The Planet of Infinite Piles of Greasy Good Food

        "Maybe we should go into light-speed to burn the nasty thing off our ship," suggested Ed.
        "Maybe we should," said Bill. He grinned with thoughts of landing his ship on the Planet of Infinite Piles of Greasy Good Food.
        "SPM-2, take us to the Planet of Infinite Piles of Greasy Good Food," commanded Bill.
        "Which sector, sir?"
        "Twenty-three," said Bill.
        "Bloop," said SPM-2. SPM-2 began to rev it's large mega-engines up in order take off. And then did.
        Bill and Ed both smiled as Ron disappeared from view. They figured that Truth would pick him on the way to the High Council, and put him in that. Then he would be neatly out of the way.

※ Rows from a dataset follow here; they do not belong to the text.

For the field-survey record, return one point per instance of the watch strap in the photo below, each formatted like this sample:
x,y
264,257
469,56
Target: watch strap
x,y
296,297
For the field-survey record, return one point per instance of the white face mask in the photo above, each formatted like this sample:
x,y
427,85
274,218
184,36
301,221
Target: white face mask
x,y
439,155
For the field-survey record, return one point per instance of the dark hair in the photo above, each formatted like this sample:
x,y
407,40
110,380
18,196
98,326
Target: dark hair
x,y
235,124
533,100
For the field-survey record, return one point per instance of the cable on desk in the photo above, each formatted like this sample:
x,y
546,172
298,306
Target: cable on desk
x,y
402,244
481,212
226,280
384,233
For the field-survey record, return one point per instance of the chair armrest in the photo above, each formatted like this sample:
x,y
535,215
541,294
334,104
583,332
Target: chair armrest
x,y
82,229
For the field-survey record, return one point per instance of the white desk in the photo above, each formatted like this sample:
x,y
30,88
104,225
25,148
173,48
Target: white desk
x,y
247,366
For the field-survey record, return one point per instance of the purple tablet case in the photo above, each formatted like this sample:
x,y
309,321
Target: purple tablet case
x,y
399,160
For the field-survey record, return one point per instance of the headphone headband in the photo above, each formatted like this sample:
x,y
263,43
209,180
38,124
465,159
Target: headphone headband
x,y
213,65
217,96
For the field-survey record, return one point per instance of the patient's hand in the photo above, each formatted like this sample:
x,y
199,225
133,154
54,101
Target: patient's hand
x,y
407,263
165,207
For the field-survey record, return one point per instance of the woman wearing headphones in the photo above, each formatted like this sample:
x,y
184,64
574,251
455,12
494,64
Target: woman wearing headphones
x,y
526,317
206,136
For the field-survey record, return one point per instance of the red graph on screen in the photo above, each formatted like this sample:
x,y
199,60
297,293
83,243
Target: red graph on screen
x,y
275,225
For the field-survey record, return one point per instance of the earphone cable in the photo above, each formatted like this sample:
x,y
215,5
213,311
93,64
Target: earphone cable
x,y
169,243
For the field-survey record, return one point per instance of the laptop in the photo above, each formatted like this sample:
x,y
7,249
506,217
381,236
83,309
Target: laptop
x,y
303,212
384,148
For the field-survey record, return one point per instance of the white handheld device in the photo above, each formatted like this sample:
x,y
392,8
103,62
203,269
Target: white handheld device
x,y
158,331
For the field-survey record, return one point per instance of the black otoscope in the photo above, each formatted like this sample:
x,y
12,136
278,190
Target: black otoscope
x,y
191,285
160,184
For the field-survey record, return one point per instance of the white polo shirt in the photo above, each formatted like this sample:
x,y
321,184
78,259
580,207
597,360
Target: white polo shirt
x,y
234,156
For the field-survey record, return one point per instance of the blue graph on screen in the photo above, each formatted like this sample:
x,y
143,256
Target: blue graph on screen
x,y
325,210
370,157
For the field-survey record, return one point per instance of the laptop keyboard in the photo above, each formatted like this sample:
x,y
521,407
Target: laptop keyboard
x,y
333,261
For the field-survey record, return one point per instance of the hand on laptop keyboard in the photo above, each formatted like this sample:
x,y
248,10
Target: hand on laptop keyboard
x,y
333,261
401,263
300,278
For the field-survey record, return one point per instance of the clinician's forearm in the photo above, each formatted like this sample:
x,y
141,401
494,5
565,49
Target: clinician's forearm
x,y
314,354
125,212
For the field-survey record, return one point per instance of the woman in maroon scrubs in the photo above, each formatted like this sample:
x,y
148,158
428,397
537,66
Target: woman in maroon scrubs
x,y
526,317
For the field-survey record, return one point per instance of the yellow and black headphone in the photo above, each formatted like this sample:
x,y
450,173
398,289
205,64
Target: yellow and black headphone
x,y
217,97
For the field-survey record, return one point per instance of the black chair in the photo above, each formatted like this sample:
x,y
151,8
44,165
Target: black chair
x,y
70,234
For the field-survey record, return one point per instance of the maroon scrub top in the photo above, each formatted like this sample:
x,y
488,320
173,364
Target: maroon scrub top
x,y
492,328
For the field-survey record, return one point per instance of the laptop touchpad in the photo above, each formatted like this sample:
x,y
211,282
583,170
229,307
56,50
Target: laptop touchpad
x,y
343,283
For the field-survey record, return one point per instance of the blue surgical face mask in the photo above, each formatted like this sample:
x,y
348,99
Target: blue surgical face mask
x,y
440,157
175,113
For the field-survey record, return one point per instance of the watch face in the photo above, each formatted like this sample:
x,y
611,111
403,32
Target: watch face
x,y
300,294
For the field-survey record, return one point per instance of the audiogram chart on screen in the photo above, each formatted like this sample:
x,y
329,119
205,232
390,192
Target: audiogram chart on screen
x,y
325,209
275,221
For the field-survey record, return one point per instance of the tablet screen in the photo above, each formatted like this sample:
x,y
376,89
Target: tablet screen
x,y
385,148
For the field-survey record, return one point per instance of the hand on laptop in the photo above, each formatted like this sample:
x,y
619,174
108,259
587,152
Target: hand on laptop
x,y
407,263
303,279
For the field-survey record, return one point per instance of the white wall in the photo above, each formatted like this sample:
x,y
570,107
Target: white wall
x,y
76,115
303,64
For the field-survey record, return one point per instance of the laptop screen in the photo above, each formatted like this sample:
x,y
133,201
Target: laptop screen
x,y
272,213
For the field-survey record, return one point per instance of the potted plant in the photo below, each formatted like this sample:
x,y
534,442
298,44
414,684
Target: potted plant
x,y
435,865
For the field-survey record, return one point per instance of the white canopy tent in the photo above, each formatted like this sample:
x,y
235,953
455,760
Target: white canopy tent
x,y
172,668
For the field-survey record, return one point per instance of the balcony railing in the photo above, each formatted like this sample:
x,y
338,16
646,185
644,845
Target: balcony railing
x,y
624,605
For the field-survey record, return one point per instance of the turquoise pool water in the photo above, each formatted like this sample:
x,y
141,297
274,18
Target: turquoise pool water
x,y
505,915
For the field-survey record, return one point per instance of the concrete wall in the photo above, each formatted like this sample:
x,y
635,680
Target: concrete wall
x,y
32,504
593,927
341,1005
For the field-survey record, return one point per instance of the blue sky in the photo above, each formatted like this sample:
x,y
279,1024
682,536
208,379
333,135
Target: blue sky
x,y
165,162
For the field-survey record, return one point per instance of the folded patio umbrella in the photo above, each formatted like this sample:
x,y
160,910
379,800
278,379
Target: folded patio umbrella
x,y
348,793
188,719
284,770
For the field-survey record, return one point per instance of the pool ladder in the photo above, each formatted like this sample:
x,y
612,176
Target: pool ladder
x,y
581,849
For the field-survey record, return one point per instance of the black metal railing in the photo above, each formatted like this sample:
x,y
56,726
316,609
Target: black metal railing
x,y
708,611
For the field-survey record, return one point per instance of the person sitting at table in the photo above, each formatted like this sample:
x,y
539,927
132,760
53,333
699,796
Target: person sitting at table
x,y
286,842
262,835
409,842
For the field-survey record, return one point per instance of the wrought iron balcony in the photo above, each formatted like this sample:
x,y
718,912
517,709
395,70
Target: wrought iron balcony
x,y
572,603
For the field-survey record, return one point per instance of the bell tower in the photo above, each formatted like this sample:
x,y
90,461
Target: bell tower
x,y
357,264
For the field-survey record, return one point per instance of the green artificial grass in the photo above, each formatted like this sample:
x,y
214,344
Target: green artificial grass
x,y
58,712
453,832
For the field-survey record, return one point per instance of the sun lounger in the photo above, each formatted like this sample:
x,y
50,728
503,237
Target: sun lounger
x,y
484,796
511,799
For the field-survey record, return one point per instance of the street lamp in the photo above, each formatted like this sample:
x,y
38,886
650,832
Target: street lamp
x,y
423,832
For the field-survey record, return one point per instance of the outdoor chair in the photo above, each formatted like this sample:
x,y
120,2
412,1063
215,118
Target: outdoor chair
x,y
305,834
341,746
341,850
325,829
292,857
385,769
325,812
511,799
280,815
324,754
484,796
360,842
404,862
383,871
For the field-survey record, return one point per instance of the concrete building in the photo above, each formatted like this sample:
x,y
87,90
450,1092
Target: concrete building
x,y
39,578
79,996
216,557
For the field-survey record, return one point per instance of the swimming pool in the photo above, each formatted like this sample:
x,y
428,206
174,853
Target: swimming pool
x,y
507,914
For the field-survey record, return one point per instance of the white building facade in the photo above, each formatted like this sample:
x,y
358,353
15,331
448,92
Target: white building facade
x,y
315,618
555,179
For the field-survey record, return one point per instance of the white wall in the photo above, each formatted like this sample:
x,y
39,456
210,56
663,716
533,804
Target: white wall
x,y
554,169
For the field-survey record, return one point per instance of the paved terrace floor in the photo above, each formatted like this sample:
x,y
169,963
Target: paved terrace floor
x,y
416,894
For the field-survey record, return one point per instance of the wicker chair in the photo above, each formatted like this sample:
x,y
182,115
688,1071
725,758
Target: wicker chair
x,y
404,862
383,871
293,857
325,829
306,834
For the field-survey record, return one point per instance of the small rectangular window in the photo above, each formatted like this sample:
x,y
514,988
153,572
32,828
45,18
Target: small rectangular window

They also smiled at the tentacles on the windshield that were slowly slipping backwards.
        "Well, we may not be burning the nasty thing off," said Bill, "But we're sure not giving it a joy ride, 'eh?"
        "Eh!" said Ed in agreement.
        The ship stopped. "Sorry," said SPM-2.
        "What's to be sorry about?" asked Ed.
        SPM-2 refused to respond, and flashed some lights at them to indicate that something important was going on that was making response impossible at the moment. The tentacled thing wrapped itself around the ship and began to haul them towards a planet that appeared before them.
        "What planet is that?" asked Bill.
        "I don't think it is the Planet of Infinite Piles of Greasy Good Food," said Ed.
        "No," said Bill, "the planet we're looking at is definitely a shade of gray, not brown. Grease is brown."
        "I like greasy foods," said Ed.
        "Don't we all," said Bill, as he admired his belly, which was of standard galactic size, but he sometimes pretended that he had a large gut. Once he read that babes are impressed by big guts.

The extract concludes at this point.